Improve Spark efficiency
Recently, we released a new feature that analyzes the efficiency of your Spark jobs. This guide helps users to improve the efficiency of an existing (inefficient) Spark application. We use efficiency to measure wasted resources and thus unnecessary costs for a given output. Efficiency is about utilizing the available resources in the best possible way. This is different from optimizing the performance of your job, which is about making your job faster without considering the extra cost.
Approach
- Make sure you are using a recent version of Spark. We recommend using Spark 3.2.0 or later. The reason for this is that Spark between 3.0.0 and 3.2.0 has a lot of improvements in their AQE support. All the Conveyor supported Spark versions are described in our Spark image page.
- Use the metrics page in Conveyor to see if the requested resources match the used resources of your job. You can find the metrics of your spark job using the details page of your application. These metrics give a clue whether you are over- or under-provisioning your job. If this is the case, you can adjust the instance type of your driver or executors to better match the resources needed for your job.
- Take a look at the Spark UI to analyze your job in detail. For more information look at the next section.
- Make changes to your code and/or the Spark configuration to improve the efficiency of your job.
- Run your updated job and recalculate the efficiency to see the impact of your changes.
You can trigger the efficiency calculation of your job by clicking on the
Calculate
button on the application details page.
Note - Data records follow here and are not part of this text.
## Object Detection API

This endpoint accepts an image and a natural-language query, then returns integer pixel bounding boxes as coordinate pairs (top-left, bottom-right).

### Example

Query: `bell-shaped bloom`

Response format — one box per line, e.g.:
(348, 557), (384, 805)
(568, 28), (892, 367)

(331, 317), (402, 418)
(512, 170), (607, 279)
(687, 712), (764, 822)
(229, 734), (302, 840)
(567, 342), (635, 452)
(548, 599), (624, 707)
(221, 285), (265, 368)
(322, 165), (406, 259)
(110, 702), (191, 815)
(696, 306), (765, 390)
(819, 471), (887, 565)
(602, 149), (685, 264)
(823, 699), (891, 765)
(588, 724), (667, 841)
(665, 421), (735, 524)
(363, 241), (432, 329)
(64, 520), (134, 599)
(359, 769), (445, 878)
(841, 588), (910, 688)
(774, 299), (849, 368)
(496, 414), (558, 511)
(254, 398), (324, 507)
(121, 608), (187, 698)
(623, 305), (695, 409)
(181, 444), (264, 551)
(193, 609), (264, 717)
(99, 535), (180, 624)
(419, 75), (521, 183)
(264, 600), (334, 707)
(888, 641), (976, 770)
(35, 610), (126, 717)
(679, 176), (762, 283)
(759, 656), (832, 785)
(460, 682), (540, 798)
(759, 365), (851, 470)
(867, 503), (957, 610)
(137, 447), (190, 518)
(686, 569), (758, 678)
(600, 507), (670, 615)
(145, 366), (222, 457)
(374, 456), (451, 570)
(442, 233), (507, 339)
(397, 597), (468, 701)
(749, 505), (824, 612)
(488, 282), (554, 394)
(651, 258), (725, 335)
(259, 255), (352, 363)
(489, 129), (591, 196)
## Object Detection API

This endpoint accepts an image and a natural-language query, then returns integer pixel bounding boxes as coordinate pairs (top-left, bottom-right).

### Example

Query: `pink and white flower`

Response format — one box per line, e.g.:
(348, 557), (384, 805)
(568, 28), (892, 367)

By default, we calculate the efficiency of your job once per day.
How to use the Spark UI for your job
The Spark UI provides a lot of information about your job. A good place to start is using the Dataflint
tab, which provides an easier to understand overview.
Start by taking a look at the Alerts section, which identifies several common issues for Spark jobs.
If there is an alert, read the description and follow the advice to improve the efficiency of your job.
To read more about Dataflint, see the Dataflint documentation.
If Dataflint
does not provide any useful information, look through the Spark history UI for potential issues.